You also take the example of third world pastors to prove a point but the example does not hold. Certainly there are people in especially difficult situations. I would not encourage them to simply parrot sermons either (and I don’t think you do), but the issue at hand in these articles is not harried 3rd world pastors. These are American pastors. Let’s not confuse the issues. It is true that the pastorate is demanding. But herein lies much of the problem. In the American church we have confused ourselves on what the pastor is to do. We need to relieve pastors of some things they think they must do (not least the drive to ‘keep up’ with the latest church growth theories, and the need to be ‘creative’), and encourage them to devote themselves to the apostolic priorities of the Word and prayer (Acts 6). Note what Paul exhorts Timothy to pay special attention to. In 1 Timothy 4:6-16 the focus is on Timothy’s teaching and his lifestyle (esp. v16). In 4:13 Paul esp. highlights the public reading and exposition of Scripture. In 2 Timothy the whole focus is perseverance in right doctrine and holy living. 4:1-8 is the climax of the entire letter. 4:1 sets up a very solemn charge. The content of this solemn charge (v2) is a call to preach.

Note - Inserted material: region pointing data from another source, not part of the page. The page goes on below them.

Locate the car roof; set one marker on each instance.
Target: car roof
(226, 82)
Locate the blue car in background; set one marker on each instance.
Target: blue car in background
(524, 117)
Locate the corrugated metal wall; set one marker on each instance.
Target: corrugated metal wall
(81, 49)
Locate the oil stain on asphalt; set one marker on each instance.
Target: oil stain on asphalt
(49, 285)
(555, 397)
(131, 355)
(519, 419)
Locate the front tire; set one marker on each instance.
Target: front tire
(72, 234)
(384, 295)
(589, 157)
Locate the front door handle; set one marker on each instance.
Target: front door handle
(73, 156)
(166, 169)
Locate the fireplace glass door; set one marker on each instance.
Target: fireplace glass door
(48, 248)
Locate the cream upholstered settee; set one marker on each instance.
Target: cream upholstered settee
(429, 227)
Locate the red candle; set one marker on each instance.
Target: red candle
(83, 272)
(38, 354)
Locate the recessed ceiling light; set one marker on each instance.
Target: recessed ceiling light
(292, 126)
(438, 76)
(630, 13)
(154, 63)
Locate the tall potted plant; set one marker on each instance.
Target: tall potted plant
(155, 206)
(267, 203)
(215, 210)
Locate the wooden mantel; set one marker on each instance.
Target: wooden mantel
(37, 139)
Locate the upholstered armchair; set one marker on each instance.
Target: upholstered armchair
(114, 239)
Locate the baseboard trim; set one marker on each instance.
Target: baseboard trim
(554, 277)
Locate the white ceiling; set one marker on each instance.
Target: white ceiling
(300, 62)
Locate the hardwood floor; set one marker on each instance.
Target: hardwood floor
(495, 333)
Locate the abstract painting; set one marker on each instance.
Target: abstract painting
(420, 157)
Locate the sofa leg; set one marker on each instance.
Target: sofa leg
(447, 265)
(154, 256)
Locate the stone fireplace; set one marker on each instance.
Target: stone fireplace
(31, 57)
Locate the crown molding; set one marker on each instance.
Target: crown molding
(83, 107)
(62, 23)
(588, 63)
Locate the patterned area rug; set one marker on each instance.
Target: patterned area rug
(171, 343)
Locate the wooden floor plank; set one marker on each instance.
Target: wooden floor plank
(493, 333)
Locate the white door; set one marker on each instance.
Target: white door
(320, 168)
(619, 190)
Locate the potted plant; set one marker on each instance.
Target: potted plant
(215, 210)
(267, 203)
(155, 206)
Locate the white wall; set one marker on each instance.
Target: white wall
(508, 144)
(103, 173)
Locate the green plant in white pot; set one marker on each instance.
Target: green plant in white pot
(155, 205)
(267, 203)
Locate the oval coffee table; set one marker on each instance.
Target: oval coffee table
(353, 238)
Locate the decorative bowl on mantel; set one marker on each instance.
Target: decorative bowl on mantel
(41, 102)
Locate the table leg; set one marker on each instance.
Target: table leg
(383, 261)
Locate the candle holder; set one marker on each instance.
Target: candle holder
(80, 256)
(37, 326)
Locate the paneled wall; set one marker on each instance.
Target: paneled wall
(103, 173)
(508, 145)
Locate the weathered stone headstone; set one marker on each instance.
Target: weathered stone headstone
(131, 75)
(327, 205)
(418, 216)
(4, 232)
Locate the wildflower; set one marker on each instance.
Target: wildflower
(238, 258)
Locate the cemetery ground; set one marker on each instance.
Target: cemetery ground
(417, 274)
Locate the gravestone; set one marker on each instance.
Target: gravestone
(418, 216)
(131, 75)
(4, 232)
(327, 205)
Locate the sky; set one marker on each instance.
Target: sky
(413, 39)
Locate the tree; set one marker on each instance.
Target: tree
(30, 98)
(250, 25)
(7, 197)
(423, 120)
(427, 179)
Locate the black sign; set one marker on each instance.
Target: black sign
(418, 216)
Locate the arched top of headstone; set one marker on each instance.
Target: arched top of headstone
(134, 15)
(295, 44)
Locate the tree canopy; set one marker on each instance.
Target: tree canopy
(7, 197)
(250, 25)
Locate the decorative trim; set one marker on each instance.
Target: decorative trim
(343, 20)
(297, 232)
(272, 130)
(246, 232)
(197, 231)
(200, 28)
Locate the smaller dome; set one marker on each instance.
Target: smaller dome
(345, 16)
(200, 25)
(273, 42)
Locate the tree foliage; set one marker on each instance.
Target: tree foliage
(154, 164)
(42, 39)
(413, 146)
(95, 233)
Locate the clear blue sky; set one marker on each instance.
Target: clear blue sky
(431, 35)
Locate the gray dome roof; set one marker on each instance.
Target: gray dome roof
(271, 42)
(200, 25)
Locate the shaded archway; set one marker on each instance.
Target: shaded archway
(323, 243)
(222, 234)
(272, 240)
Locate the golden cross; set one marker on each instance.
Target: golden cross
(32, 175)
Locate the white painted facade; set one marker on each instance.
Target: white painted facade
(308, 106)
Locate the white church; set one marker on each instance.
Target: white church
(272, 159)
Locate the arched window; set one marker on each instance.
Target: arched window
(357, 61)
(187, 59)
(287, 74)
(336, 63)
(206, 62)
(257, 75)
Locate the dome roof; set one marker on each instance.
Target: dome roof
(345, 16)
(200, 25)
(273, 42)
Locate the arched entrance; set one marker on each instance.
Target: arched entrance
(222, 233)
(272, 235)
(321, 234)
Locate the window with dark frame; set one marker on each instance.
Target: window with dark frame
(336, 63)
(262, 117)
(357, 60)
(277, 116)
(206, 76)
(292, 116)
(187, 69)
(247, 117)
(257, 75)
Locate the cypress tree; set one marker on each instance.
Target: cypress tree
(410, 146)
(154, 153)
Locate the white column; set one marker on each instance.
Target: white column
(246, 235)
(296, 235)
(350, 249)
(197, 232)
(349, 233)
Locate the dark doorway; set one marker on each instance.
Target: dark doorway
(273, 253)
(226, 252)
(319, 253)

I agree wholeheartedly that pastors tend to be run ragged. The answer is not to skimp on time in the Word. The answer is to cut back on institutional machinery that is not part of the calling so that we might devote ourselves to the task God has given. I previously posted on this approach, in the form of an exhortation to churches on how to help their pastors fulfill their tasks. I would be interested in your thoughts on this.